Figure 6. Stereo diagram of the Cet1-Ceg1 complex and structure-based sequence alignment for Ceg1 and Cgt1

(A) Stick representation of the Ceg1 OB domain with side chains targeted by mutagenesis colored yellow and labeled in black. Cet1 amino acids are labeled and colored in magenta. The helix-loop insertion is indicated by a black bar and the designation HL. (B) Sequence alignment for the OB domains from Ceg1 and Cgt1 with secondary structure elements indicated above or below the respective sequence. Residues targeted for mutational analysis are indicated by black triangles. Residues highlighted in red belong to a hydrophobic cluster that is shared between Ceg1 and Cgt1 while residues highlighted in green are located in the unique Ceg1 HL insertion that contacts Cet1. Disordered regions in our structure are indicated by a dashed line.

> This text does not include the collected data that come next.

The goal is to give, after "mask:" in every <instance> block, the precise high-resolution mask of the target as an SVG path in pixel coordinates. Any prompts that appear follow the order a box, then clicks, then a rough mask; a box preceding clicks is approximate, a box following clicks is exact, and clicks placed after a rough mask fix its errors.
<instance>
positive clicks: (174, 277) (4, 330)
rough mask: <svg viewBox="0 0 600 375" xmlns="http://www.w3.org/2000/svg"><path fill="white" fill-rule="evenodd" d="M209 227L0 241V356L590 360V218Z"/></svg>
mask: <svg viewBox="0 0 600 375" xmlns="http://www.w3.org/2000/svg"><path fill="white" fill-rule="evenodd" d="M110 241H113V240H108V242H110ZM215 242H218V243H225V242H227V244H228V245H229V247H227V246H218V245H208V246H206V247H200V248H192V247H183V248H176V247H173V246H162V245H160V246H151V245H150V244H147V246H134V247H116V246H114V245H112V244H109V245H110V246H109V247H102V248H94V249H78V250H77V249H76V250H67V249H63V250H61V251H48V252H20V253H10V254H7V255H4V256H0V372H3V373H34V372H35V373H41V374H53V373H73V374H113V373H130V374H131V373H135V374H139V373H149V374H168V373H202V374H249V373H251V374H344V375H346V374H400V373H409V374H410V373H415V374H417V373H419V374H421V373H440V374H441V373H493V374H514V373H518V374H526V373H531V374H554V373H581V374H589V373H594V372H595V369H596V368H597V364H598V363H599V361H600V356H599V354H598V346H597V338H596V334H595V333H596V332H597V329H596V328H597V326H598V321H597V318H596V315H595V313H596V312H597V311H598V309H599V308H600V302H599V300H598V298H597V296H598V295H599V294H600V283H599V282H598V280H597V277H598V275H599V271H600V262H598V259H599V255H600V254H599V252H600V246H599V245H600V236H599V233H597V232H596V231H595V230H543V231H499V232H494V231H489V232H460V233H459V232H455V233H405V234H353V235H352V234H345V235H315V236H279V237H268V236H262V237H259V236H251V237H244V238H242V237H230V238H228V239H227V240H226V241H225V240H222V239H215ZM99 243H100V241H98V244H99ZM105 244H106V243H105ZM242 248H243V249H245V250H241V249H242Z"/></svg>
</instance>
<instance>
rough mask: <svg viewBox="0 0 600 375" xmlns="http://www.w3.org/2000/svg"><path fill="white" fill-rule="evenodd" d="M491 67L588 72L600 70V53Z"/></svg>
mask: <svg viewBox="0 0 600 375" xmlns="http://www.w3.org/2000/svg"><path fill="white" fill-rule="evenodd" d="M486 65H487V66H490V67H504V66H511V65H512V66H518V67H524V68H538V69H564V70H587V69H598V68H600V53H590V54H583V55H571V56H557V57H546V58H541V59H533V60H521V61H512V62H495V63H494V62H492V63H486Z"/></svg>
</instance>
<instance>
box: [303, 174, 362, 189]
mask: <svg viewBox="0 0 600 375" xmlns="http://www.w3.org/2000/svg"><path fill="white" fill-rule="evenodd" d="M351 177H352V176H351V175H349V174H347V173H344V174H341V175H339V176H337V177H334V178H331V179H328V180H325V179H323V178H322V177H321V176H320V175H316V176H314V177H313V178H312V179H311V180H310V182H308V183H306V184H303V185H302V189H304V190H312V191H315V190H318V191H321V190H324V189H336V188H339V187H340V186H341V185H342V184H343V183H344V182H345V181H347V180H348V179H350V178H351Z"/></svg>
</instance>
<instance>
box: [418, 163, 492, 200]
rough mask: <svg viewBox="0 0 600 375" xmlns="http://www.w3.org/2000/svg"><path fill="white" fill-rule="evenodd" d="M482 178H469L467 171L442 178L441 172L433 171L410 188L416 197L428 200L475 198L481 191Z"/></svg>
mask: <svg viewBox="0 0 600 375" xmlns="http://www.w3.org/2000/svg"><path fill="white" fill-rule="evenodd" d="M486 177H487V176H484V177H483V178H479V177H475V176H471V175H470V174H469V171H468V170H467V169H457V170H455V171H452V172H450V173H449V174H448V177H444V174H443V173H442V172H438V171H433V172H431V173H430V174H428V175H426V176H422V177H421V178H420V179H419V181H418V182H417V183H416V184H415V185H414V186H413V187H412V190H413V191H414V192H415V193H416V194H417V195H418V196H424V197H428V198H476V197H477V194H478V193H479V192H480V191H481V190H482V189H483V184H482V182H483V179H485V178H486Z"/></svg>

Figure 7. Model for the organization of the Cet1-Ceg1 capping apparatus

On the left is a schematic of the Cet1-Ceg1 complex with one Ceg1 protomer shown bound to the phosphorylated RNAP IIo CTD via the nucleotidyltransferase domain (NT) in the open configuration ready to bind substrates or release products. Interactions between the Ceg1 OB domain and one Cet1 protomer WAQKW motif is followed by a flexible linker that tethers the Ceg1 OB domain to the Cet1 triphosphatase. On the right is Cet1-Ceg1 complex with Ceg1 in the closed configuration illustrating that Ceg1 can undergo the conformational changes required for capping while maintaining interactions with Cet1 and the phosphorylated RNAP IIo CTD.